The new emphasis on brain circuits and the newly emerging tools available to study them have electrified neuroscientists and researchers working in the lab. But they haven't yet been translated into new treatments that might relieve anxiety. The last big anti-anxiety medication was Prozac and other selective serotonin reuptake inhibitors, or SSRIs, which came out in the 1980s.
重新重視大腦回路和新工具的出現讓實驗室里的神經科學家和研究人員興奮不已。但它們還沒有被轉化成可能減輕焦慮的新療法。最后一種大型抗焦慮藥物是百憂解(Prozac)和其他選擇性血清素再吸收抑制劑(SSRIs),于上世紀80年代問世。
"The field has been sort of stagnating for quite a while, actually," says Stefan Hofmann, a professor of psychology and director of the Psychotherapy and Emotion Research Laboratory at Boston University's Center for Anxiety and Related Disorder. "SSRIs came on the market a couple decades ago with big hype. But since then, not much else really happened and I think people are more or less desperate."
“這個領域已經停滯了很長一段時間,”波士頓大學焦慮及相關障礙研究中心心理治療與情緒研究實驗室主任、心理學教授史蒂芬·霍夫曼說。“SSRI類藥物在幾十年前上市時大肆宣傳。但從那以后,就沒發生什么事了,我想人們或多或少有些絕望。”
The awkward truth about current anxiety treatments is that they are for the most part unproven. Although 75 percent of patients who seek help for debilitating anxiety get "substantially better" during the course of treatment, medical scientists don't know to what extent these improvements are due to the treatments themselves or to the placebo effect. Drugs that are effective in tamping down anxiety tend to have many unwanted side-effects. Why 25 percent of patients fail to respond to any treatment at all is another mystery.
關于目前的焦慮癥治療,一個尷尬的事實是,它們大多未經證實。盡管75%因焦慮而尋求幫助的患者在治療過程中“明顯好轉”,但醫學科學家不知道這些改善在多大程度上是由于治療本身或安慰劑效應。能有效緩解焦慮的藥物往往會產生許多副作用。為什么25%的病人對任何治療都毫無反應是另一個謎。

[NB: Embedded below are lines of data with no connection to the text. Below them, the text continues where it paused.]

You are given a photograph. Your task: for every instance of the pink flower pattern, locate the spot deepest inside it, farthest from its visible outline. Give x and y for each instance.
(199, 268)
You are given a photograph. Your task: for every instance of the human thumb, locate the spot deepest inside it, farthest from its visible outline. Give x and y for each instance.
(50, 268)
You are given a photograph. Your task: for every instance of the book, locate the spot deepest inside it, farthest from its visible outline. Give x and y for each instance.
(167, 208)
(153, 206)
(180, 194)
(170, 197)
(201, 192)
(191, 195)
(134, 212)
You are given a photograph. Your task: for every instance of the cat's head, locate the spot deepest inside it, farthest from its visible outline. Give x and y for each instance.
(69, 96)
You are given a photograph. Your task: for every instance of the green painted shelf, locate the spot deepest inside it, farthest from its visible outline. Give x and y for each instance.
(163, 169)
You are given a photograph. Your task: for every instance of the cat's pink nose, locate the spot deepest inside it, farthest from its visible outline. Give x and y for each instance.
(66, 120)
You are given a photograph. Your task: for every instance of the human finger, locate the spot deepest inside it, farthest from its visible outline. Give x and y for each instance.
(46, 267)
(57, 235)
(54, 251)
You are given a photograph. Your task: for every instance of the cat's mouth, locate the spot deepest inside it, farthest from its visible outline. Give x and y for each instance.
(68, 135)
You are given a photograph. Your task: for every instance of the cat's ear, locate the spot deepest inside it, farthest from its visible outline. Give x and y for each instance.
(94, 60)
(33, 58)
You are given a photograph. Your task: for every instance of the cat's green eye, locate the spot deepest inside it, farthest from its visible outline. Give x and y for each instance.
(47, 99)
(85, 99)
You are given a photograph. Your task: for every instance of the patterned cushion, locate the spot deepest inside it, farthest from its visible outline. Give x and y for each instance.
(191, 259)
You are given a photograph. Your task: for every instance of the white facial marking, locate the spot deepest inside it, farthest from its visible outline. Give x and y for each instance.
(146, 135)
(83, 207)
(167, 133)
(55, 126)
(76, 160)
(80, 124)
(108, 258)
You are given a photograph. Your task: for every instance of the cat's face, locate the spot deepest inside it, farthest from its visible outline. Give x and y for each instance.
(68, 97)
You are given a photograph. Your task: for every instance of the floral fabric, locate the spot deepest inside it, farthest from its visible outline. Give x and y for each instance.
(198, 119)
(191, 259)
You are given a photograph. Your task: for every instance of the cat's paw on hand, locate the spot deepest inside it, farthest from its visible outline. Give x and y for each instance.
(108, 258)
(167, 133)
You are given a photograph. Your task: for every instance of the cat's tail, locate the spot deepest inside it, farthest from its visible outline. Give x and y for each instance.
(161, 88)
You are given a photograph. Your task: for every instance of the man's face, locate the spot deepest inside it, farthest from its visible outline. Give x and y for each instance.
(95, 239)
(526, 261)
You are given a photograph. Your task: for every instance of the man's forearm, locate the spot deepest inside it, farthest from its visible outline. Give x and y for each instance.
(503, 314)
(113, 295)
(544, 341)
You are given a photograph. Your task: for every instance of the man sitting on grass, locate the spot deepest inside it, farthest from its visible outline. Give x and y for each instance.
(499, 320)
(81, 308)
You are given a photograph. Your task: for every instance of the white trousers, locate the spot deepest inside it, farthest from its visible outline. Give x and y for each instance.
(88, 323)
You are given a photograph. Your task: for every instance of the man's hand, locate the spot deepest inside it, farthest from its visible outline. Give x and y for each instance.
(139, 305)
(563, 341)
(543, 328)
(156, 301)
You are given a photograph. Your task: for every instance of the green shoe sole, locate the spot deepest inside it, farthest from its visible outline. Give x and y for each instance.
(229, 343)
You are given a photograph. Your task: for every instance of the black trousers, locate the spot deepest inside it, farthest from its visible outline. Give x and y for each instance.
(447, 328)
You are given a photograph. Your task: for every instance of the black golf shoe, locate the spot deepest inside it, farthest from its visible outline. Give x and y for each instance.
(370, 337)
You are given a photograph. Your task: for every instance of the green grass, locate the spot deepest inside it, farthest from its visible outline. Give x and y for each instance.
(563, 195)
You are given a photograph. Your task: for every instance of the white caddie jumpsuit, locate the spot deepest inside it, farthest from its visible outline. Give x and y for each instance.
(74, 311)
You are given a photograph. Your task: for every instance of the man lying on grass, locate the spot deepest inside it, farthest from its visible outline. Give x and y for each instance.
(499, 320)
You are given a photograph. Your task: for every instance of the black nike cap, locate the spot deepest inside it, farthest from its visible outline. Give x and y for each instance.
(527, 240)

One problem is that mental-health clinicians don't have good ways of diagnosing and classifying mental disorders. For almost 70 years, the diagnostic bible for clinicians treating anxiety and other psychiatric disorders has been the Diagnostic and Statistical Manual of Mental Disorders (DSM), which assigns symptoms to different classifications of various conditions. As brain science has advanced, the DSM has come to be seen by many in the field as an increasingly antiquated and blunt tool that doesn't fully help define what is wrong with a patient.
一個問題是,心理健康醫生沒有診斷和分類精神疾病的好方法。近70年來,《精神疾病診斷與統計手冊》(DSM) 一直是用于臨床醫生治療焦慮和其他精神疾病的診斷圣經,它將癥狀按照不同的情況進行分類。隨著腦科學的進步,DSM已經被該領域的許多人視為一個日益過時和生硬的工具,它并不能完全幫助確定病人的問題所在。
"The problem is, you have a list of some 30, 40 different symptoms for any given disorder, and often you have to only meet four or five of them to get a diagnosis," says BU's Hofmann, who helped revise the latest edition, the DSM-V. "You get an astounding number of possible combinations that all would be described as depression and generalized anxiety disorder. So you have this wide array of people that are assigned to the same diagnostic category. Even though they seem to have similar problems on the surface, they might have very different problems that give rise to these problems."
“問題是,對于任何一種疾病,你都有一個30到40種不同癥狀的列表,通常你只需要滿足其中的4到5種就可以得到診斷,”波士頓大學的霍夫曼說,他幫助修訂了最新版DSM-V。“你會得到數目驚人的可能組合,所有這些組合都可以被描述為抑郁和廣泛性焦慮障礙。所以你有很多人被分配到相同的診斷類別。雖然表面上他們似乎有相似的問題,但他們可能致病原因不同。”